In recent years, the visual construction of the public sphere has undergone a radical transformation, with the emergence of processes of acceleration and upheaval and the disruption of traditional forms of representation (Salvia, 2022), resulting in the appearance of some unexpected new visual codes. This transformation has taken place in relation to four basic categories: technology and war; health and the climate emergency; the rearticulation of gender identities; and migration and racial conflicts.

 

The aim of this monographic issue of L’Atalante is to explore the context of interaction between images of the public sphere and cinema, conceiving of the latter as a medium that both reflects and promotes the creation of iconographic codes for the visual representation of reality. Iconography and iconology have traditionally been concerned with tracing survivals (Nachleben) of gestures, figures and forms of representation from the art of classical antiquity through to contemporary painting and sculpture. By studying visual motifs, various authors (Balló 2000; Bergala, Balló 2016; Balló, Salvadó 2023) have analysed the iconographic patterns of cultural representation that have been conveyed and reinterpreted over the course of history in different media, with a consideration of the centrality of cinema: the woman in the window, the cowboy disappearing on the horizon, the ecstatic dance in the rain and the Pietà are all powerful images that have played a vital role in film history as sites of affective engagement.

 

Throughout the history of the visual arts, there has been a constant circulation and reinterpretation of motifs based on what one of the key scholars of iconography, Erwin Panofsky (1982), called pseudomorphosis, referring to the association of certain visual patterns with new social situations or expressive needs. Some years earlier, the father of iconology himself, the art historian Aby Warburg, had explored the survivals (Nachleben) of images, revealing the possibility, with his Mnemosyne atlas of images (1929), of constructing a cultural history of the transmission of gestures of passion and emotion in the West. The urgent need to conduct a similar study of contemporary images, comparing the gestures, upheavals and contextual displacements that connect visual forms with political and social affects, has inspired this call for papers. Specifically, we are seeking studies that adopt a comparative iconographic perspective to explore subjects, approaches and lines of research such as the following:

 

  • Iconographies of political affects in cinema
  • Representations of the rearticulation of gender identities in cinema and in the public sphere
  • Forms of representation of the climate emergency in the dialogue between cinema and the public sphere
  • Visual and technological codes of war, AI, video surveillance and biopolitics in cinema
  • Cinema and iconologies of power
  • Iconographies of resistance and civil protest
  • Postcolonialism, migratory and racial conflicts in cinema
  • Forensic aesthetics, desktop documentary

 

REFERENCES

 

Azoulay, Ariella. (2008). The Civil Contract of Photography. New York: Zone Books.

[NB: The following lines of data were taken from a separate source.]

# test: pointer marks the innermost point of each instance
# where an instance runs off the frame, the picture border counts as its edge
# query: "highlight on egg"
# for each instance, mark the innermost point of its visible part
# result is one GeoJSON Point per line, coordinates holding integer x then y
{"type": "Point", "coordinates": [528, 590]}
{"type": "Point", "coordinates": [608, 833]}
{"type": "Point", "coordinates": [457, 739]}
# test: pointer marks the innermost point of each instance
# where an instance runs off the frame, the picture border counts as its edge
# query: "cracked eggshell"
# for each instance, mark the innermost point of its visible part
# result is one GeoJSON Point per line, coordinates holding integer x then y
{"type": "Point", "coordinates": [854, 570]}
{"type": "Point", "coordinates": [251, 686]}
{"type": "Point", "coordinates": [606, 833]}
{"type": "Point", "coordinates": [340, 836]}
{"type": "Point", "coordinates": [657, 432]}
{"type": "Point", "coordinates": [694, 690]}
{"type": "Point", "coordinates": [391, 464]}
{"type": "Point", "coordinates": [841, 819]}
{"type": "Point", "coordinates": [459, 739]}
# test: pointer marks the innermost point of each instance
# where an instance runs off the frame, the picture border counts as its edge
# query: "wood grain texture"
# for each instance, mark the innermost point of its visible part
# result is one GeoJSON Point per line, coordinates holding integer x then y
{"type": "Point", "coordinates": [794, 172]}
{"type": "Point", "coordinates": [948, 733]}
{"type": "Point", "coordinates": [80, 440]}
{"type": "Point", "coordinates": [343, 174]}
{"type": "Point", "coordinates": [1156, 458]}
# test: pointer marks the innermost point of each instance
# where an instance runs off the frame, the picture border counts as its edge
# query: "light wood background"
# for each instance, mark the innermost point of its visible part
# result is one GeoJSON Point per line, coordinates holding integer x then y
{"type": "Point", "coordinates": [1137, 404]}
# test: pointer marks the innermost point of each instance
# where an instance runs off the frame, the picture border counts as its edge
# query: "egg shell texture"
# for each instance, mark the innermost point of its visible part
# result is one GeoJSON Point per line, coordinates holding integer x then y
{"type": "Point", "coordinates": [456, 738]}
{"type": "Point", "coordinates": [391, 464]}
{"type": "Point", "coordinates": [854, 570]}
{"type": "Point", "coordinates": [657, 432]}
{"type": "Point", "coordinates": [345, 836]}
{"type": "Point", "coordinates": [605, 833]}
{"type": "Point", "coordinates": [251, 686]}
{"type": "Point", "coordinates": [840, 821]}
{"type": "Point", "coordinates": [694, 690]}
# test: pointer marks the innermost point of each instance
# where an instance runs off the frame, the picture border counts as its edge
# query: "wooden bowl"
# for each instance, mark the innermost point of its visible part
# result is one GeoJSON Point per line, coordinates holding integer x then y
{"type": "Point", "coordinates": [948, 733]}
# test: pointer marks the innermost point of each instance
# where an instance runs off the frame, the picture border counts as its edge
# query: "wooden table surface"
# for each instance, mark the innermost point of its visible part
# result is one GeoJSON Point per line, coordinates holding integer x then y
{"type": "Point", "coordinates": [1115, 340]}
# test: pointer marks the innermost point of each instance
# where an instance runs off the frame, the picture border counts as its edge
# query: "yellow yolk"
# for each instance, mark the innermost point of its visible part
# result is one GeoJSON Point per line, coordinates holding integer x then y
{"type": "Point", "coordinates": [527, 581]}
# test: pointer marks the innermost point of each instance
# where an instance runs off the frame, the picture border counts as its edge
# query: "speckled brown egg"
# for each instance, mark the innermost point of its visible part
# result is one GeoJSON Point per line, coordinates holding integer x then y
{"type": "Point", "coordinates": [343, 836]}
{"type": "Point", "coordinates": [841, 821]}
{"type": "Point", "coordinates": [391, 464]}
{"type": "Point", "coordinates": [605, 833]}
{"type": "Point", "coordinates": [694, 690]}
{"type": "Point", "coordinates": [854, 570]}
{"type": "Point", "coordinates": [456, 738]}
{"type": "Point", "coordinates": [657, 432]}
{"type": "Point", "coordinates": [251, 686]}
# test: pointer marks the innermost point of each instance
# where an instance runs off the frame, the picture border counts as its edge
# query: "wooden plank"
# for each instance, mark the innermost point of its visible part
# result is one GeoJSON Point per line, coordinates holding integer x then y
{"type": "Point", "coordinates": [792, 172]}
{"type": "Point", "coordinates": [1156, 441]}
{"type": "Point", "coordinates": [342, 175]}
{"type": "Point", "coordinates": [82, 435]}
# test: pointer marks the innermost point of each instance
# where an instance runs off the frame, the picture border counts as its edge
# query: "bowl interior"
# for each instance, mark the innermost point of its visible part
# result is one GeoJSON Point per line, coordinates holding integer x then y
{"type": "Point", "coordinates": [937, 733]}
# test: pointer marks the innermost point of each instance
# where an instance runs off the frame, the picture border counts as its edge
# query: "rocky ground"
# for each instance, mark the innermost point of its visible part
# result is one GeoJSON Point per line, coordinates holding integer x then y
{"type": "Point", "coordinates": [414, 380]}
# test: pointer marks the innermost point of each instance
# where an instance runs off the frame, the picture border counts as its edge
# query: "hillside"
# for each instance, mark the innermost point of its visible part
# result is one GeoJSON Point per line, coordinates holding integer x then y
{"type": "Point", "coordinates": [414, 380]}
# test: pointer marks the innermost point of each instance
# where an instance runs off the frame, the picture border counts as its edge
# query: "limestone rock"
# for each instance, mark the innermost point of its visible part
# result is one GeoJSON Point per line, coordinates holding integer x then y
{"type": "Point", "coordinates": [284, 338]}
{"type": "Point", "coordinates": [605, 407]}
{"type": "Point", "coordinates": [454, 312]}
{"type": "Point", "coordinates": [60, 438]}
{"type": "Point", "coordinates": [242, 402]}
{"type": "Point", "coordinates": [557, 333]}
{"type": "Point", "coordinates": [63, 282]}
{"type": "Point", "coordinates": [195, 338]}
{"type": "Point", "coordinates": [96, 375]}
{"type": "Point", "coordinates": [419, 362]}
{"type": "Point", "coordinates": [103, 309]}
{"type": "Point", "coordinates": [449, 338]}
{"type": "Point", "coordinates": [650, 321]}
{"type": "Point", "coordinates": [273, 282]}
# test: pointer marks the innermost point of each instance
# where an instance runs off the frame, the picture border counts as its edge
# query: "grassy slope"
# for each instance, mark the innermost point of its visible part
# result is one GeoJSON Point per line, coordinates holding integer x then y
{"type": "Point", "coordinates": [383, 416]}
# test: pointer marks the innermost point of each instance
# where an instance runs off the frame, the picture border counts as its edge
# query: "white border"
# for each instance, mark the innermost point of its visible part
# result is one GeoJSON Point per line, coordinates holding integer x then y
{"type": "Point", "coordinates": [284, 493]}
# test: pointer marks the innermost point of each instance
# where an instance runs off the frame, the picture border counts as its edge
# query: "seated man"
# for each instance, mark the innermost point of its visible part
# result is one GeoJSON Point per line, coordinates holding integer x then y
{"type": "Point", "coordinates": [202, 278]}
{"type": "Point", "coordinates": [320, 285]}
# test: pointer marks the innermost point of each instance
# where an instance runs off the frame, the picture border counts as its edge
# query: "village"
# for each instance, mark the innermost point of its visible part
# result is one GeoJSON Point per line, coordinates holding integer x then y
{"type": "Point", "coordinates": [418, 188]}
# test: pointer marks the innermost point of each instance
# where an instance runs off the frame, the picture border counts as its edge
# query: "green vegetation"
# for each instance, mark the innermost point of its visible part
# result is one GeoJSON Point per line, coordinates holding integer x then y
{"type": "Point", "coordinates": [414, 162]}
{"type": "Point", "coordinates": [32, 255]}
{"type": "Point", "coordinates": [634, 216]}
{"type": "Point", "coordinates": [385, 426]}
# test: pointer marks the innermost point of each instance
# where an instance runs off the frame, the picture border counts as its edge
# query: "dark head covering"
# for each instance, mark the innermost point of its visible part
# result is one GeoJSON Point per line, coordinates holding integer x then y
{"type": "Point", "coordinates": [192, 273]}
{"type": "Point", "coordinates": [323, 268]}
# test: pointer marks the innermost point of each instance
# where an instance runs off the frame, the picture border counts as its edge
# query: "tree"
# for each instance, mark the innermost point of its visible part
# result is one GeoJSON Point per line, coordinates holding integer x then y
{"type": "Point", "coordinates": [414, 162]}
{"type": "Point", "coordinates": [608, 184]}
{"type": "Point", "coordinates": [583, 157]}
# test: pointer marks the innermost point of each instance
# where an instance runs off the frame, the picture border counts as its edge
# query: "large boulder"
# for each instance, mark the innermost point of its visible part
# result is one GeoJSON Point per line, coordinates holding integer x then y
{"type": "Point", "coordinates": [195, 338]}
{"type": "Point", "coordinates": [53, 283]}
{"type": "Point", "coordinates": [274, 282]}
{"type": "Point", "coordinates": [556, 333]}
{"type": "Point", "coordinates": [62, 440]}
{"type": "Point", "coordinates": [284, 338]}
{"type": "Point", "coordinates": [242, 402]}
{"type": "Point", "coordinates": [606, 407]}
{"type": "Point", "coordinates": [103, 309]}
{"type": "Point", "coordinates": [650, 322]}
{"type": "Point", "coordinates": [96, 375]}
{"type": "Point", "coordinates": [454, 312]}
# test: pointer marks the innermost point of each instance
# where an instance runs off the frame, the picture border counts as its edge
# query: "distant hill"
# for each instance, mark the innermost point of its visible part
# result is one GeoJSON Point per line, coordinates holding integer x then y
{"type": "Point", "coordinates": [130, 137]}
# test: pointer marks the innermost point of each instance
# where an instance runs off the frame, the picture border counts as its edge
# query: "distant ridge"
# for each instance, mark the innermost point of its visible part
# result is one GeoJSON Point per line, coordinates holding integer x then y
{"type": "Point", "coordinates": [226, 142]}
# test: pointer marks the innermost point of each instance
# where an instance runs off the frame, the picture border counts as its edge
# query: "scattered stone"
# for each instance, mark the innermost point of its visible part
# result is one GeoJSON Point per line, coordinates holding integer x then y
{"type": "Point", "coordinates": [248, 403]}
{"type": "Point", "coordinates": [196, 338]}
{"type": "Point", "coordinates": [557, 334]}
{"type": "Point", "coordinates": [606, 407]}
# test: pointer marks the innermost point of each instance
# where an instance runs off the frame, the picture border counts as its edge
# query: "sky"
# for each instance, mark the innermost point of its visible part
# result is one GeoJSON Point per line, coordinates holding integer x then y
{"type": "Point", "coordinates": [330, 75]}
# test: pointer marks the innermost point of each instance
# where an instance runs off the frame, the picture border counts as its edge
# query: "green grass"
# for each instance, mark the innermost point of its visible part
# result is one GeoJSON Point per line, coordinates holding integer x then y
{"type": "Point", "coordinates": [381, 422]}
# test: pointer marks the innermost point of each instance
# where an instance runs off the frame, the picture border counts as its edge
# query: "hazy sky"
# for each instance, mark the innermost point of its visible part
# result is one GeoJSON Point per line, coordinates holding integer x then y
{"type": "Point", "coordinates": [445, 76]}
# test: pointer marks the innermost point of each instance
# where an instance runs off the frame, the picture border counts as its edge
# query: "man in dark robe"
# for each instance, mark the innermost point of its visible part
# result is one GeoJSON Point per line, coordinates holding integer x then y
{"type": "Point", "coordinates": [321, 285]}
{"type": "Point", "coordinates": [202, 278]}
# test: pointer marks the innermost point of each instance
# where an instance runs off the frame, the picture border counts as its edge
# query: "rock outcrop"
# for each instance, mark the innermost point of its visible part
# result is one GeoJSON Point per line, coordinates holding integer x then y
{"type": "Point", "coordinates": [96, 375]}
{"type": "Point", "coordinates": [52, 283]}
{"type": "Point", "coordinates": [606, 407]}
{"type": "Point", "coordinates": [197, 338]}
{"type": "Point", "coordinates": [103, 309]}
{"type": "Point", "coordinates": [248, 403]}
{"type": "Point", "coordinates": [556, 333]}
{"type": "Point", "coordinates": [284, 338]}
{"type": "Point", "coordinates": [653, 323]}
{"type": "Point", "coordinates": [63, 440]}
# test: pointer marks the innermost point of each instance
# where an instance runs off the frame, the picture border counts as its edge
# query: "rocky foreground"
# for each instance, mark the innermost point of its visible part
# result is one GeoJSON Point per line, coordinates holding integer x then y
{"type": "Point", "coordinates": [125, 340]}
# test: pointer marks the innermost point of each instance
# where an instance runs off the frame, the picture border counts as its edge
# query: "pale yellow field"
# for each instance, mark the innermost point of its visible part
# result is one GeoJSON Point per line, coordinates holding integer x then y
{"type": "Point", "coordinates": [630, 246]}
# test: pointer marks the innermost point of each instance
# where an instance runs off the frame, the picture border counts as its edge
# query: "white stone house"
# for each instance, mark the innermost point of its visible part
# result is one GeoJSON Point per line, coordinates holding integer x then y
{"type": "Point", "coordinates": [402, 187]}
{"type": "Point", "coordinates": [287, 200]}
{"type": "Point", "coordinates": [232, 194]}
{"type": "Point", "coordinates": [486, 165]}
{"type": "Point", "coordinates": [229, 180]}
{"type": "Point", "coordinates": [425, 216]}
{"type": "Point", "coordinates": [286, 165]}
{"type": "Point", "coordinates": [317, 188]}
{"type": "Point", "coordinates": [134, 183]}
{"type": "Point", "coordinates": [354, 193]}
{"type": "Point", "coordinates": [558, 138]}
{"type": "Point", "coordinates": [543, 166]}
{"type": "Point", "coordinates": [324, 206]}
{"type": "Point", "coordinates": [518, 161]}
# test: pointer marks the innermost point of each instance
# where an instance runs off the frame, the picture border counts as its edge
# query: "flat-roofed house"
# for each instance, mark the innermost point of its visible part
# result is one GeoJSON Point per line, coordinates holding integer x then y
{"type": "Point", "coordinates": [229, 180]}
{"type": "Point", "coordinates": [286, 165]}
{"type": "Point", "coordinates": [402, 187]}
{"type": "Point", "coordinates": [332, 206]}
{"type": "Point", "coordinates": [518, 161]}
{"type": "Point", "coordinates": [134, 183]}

Boucheron, Patrick (2024), Fechas que hicieron historia. Diez formas de crear un acontecimiento, Barcelona: Anagrama.

Salvia, Mattia (2022).  Interregno. Iconografie del XXI secolo. Rome: Nero.

Balló, Jordi (2000). Imágenes del silencio. Barcelona: Anagrama.

Balló, Jordi, Bergala, Alain (Eds.) (2016). Motivos visuales del cine. Barcelona: Galaxia Gutenberg.

Balló, Jordi, Salvadó, Alan (2023). El poder en escena. Motivos visuales en la esfera pública. Barcelona: Galaxia Gutenberg.

Farocki, Harun (2013). Desconfiar de las imágenes. Buenos Aires: Caja Negra.

Ginzburg, Carlo (2015). Paura, reverenza, terrore. Cinque saggi di iconografia politica. Milan: Adelphi.

Mondzain, Marie-José (1996). Image, icône, économie: les sources byzantines de l’imaginaire contemporain. Paris: Seuil.

Panofsky, Erwin (1982). Estudios sobre iconología. Madrid: Alianza.

Steyerl, Hito (2014). Los condenados de la pantalla. Buenos Aires: Caja Negra.

Warburg, Aby (2010). Atlas Mnemosyne. Madrid: Akal.